Vodafone has selected US eDiscovery vendor Everlaw to improve its litigation, investigations, and compliance procedures. The cloud-based platform will help Vodafone manage corporate data, ensure compliance, and increase the efficiency of its legal operations. The platform's AI software will enable Vodafone to rapidly process and analyse data from millions of documents, aiding collaboration within the company or with external counsel.
Abdi Shayesteh, founder and CEO of AltaClaro, has reinvented legal training by addressing the skills gap through experiential learning. The platform utilizes simulations, expert feedback, and data insights to improve and personalize education for associates. By offering hands-on training, AltaClaro aims to bridge the gap between technology and legal education, empowering lawyers to adapt and thrive in the evolving legal industry.

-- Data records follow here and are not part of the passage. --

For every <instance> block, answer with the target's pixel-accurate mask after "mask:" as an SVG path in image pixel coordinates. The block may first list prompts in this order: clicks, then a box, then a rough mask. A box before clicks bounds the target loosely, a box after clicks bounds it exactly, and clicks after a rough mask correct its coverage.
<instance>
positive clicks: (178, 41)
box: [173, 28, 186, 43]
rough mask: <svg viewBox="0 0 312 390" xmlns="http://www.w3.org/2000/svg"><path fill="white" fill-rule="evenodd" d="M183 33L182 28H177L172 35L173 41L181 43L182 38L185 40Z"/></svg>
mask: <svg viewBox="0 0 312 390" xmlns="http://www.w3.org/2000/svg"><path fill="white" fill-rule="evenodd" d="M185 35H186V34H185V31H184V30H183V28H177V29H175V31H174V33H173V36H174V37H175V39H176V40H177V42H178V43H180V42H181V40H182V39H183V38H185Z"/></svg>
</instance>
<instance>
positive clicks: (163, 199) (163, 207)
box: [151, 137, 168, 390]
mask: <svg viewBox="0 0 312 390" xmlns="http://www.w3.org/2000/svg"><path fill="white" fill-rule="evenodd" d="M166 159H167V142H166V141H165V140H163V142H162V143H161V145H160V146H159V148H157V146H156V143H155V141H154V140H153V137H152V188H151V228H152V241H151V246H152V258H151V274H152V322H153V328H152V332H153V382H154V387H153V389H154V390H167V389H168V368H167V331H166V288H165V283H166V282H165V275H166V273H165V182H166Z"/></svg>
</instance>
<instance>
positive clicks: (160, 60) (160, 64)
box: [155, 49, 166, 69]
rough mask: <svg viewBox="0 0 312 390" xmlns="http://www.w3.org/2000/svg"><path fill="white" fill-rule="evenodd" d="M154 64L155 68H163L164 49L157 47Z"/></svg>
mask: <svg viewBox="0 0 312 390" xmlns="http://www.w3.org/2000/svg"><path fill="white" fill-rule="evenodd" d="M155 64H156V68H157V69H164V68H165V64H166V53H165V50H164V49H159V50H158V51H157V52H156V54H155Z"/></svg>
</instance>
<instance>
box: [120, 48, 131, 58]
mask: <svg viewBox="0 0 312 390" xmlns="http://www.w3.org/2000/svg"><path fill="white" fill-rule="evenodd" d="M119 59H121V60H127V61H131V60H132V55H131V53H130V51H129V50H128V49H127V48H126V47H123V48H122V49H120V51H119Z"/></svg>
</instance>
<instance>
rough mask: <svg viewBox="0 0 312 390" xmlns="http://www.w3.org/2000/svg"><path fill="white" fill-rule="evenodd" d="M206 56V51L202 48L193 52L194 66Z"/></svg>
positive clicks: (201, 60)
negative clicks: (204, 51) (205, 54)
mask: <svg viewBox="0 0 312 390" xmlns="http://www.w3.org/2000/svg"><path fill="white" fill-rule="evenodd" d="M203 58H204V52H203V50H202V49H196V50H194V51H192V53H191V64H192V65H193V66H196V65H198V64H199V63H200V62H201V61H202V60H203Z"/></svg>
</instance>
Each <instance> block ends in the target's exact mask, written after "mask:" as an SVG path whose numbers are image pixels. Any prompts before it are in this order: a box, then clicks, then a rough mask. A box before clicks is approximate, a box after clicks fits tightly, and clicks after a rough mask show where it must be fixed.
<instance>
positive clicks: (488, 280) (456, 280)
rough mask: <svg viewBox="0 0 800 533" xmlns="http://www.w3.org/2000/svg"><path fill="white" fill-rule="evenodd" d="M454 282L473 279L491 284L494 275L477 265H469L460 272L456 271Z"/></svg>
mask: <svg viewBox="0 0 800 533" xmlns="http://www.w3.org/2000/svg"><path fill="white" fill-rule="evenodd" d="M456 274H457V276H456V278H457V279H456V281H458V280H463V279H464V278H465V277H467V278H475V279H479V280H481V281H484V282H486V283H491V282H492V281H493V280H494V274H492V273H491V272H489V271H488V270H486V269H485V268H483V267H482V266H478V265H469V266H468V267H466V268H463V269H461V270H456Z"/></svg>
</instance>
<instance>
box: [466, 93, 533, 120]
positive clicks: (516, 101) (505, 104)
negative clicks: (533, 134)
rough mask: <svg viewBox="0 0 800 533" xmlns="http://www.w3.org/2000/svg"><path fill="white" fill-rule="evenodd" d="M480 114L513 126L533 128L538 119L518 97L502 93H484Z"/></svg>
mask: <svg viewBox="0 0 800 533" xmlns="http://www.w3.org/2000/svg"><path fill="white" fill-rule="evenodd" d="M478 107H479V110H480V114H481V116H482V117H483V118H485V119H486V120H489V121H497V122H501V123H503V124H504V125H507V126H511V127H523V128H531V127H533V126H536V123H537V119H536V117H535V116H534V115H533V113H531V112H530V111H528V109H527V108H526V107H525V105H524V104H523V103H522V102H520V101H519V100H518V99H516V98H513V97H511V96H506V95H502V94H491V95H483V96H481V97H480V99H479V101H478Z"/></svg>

Legal services provider, Harbor, has appointed Nick Kadochnikov as Head of AI and Advanced Tech Engineering. Kadochnikov brings extensive experience in AI, machine learning, and natural language processing from his previous roles as Director of AI Engineering at William Blair and a 20-year tenure at IBM. His primary role at Harbor will be to lead the development of AI solutions to improve operational efficiency and service delivery.
California Governor Gavin Newsom has enacted the Delete Act, instructing the state's privacy protection agency to establish a consumer portal for data deletion requests. The law targets approximately 500 data brokers who must register with the agency by the end of next year. Non-compliance with deletion requests will lead to a daily penalty of $200 per consumer.
Artificial intelligence (AI) is revolutionizing the legal industry, providing smaller law firms with competitive advantages over larger firms. AI has increased efficiency in research, document review, case analytics, client services, and marketing. The next AI evolution, Generative AI, is set to enhance these areas further. It will enable dynamic dialogues, assist with document drafting, provide insights, and mine data for key trends. This technology will allow small firms to focus on more professional tasks and improve client relationships without requiring significant investment or technical expertise.
The U.S. Corporate Transparency Act of 2021 mandates primarily small businesses, and potentially larger companies with U.S.-based subsidiaries, to disclose their identities to curb misuse of legal entities. The law is ambiguous regarding the reporting structure for larger companies' subsidiaries. Companies must reveal beneficial owners owning at least 25% or having significant control over operations. Non-compliance can result in imprisonment and fines.